The organizing committee of this Symposium is pleased to invite the submission of abstracts for poster presentations. The poster presentation session will be held from 5:00 – 7:00 pm on Tuesday, October 24th, and will include a reception with beverages and refreshments. We welcome posters that provide information on any aspect of oak management, ecology, and applied science.
Poster abstracts will be accepted until July 15th, 2017 and authors will receive a decision on acceptance of their poster by August 15th, 2017. Abstracts will appear in the program and in any resulting proceeding’s publication. Abstracts should be 250 words or less and should include the goal(s) of the project and include research results. Abstracts should be submitted as a Microsoft Word document attachment to firstname.lastname@example.org using the subject heading ‘Poster abstract submission for 2017 Oak Symposium’. Save the attachment as the corresponding author’s first name followed by an underscore and the first two words of the title (e.g., Clark_Artificial regeneration). Abstracts should follow formatting in the sample abstract below. The corresponding author should include their contact information (phone number and email address) following their affiliation.

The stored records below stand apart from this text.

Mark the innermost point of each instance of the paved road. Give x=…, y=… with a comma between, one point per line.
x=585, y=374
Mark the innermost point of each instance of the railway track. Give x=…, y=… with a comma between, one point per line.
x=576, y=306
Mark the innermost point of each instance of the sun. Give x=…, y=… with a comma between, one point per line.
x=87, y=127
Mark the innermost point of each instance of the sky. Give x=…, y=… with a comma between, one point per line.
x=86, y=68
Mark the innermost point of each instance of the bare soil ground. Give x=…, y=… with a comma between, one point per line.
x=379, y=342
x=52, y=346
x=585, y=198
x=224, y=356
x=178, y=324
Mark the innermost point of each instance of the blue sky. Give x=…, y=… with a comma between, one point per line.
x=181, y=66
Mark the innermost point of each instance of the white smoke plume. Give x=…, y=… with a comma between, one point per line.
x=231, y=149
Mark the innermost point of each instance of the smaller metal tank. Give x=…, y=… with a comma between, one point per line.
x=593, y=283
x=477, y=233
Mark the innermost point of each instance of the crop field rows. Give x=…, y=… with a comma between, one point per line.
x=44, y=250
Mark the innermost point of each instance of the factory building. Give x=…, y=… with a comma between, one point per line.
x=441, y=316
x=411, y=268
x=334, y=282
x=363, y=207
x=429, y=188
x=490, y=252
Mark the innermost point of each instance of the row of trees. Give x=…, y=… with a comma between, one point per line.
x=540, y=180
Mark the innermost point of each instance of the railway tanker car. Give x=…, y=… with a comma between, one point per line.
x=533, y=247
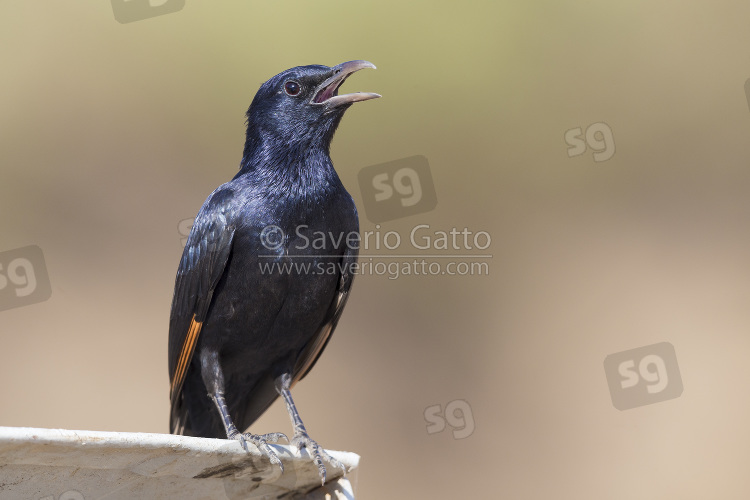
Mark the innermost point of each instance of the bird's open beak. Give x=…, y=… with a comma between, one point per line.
x=326, y=91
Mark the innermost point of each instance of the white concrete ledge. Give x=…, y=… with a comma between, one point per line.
x=57, y=464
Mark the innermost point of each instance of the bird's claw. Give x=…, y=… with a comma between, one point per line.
x=261, y=442
x=302, y=440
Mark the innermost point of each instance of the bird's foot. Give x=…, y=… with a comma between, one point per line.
x=302, y=440
x=261, y=442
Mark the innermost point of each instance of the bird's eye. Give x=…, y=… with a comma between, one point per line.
x=292, y=88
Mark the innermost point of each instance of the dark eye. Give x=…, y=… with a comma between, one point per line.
x=292, y=88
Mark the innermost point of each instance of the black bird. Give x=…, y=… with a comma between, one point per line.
x=257, y=295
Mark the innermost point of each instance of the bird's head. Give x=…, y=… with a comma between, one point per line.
x=302, y=106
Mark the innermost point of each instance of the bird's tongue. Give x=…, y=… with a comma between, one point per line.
x=328, y=92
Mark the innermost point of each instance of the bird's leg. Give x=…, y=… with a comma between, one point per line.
x=213, y=377
x=301, y=439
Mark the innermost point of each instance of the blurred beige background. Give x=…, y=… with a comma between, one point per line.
x=111, y=134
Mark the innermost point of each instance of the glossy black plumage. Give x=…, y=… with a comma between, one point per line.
x=241, y=333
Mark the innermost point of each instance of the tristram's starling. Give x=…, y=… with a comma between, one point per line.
x=257, y=295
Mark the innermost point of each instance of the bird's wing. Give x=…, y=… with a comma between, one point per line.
x=202, y=266
x=312, y=351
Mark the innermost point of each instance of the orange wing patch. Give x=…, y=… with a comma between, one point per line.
x=185, y=356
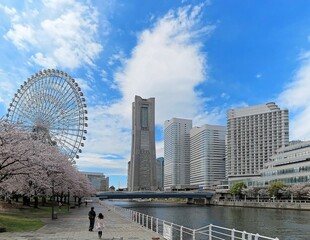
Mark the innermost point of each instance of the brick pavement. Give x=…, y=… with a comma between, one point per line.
x=74, y=226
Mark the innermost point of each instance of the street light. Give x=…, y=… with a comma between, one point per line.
x=54, y=216
x=68, y=199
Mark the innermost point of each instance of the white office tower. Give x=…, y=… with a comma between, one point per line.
x=177, y=152
x=207, y=161
x=253, y=135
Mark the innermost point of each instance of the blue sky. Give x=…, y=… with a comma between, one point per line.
x=197, y=58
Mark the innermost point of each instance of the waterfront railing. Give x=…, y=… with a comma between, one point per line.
x=172, y=231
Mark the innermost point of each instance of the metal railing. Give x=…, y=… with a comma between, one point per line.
x=172, y=231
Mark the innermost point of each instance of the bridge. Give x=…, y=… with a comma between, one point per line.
x=132, y=195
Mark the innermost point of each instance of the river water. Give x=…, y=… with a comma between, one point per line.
x=284, y=224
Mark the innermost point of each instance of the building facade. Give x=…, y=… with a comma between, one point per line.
x=160, y=173
x=207, y=155
x=142, y=165
x=254, y=134
x=177, y=152
x=289, y=165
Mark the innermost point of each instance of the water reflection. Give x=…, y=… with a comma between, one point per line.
x=284, y=224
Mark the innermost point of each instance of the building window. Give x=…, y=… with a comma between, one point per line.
x=144, y=117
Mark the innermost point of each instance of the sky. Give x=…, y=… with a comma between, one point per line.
x=196, y=58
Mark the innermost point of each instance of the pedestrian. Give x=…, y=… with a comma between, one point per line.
x=100, y=225
x=91, y=216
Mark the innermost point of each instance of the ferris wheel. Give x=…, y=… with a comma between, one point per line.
x=50, y=103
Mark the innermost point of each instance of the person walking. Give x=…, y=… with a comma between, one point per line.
x=100, y=225
x=91, y=216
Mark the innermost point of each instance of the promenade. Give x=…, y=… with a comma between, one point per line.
x=74, y=226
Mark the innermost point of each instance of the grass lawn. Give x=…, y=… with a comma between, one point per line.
x=19, y=224
x=17, y=218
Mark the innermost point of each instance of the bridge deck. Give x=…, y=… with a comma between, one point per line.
x=130, y=195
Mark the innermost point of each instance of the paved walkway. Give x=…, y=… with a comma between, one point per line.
x=75, y=226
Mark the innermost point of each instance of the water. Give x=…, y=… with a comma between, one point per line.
x=284, y=224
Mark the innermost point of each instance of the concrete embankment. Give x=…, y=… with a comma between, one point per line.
x=278, y=205
x=74, y=226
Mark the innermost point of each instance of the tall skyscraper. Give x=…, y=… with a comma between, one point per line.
x=160, y=172
x=142, y=166
x=253, y=135
x=177, y=152
x=207, y=161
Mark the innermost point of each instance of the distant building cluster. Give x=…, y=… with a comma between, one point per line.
x=98, y=181
x=254, y=148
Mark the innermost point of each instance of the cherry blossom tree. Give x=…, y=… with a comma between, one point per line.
x=31, y=167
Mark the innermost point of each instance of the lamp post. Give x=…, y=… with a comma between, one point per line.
x=68, y=199
x=53, y=199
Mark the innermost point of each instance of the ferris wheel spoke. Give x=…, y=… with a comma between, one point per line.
x=56, y=114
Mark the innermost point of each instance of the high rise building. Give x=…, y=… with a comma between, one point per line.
x=142, y=166
x=207, y=155
x=177, y=152
x=253, y=135
x=160, y=172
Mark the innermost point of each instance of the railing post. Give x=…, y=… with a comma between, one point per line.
x=256, y=236
x=157, y=225
x=210, y=232
x=243, y=235
x=250, y=236
x=143, y=219
x=181, y=232
x=233, y=234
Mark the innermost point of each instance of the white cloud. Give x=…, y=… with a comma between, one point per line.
x=225, y=96
x=21, y=35
x=296, y=98
x=167, y=64
x=60, y=33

Sample Abstract for Submission to 2017 Oak Symposium
Artificial regeneration of upland oaks (Quercus): new considerations of an old question
Stacy L. Clark, Scott E. Schlarbaum, Arnold M. Saxton, Barbara Crane, Allen Houston, and Ron Myers
Research Forester (SLC), Southern Research Station, USDA Forest Service,865-974-0932, email@example.com; Professor, Department of Forestry, Wildlife, and Fisheries, The University of Tennessee; Professor (AMS), Department of Animal Science, The University of Tennessee; Regional Geneticist (BC), Southern Region, USDA Forest Service; Research Professor (AH), Department of Forestry, Wildlife, and Fisheries, The University of Tennesse; Forest Management Branch Head (RM), North Carolina Forest Service
Abstract--Oaks (Quercus) are ecological keystone species and are the most important economic component of timber markets in much of eastern North America. These species have been difficult to naturally regenerate despite decades of research and management. Most recommendations for artificial oak regeneration (e.g., planting) were derived from research on relatively low-quality sites where species composition are predictably more favorable for certain species of oak. However, artificial regeneration has been largely unsuccessful as site quality increases or where deer herbivory is significant. We are currently developing and testing recommendations for artificial regeneration on post-harvest sites with moderate to high productivity. We will examine key factors expected to improve success of artificial regeneration, such as maintaining a genetically diverse seed source that is locally adapted, genetic improvement of seedlings, using advanced nursery technology, and implementing silvicultural treatments in the initial and intermediate stages of stand development. These considerations, individually, are not novel, but have been rarely integrated in a single approach, and as a composite, lack the rigorous testing and refinements required to ensure a satisfactory degree of predictability and success for artificial oak regeneration on higher quality sites. In addition, we are conducting research on methods to remove bias associated with seedling deployment in commonly used experimental designs. We are also testing new morphological seedling characteristics and operational methods to help identify and select high-quality seedlings that are practical to field managers.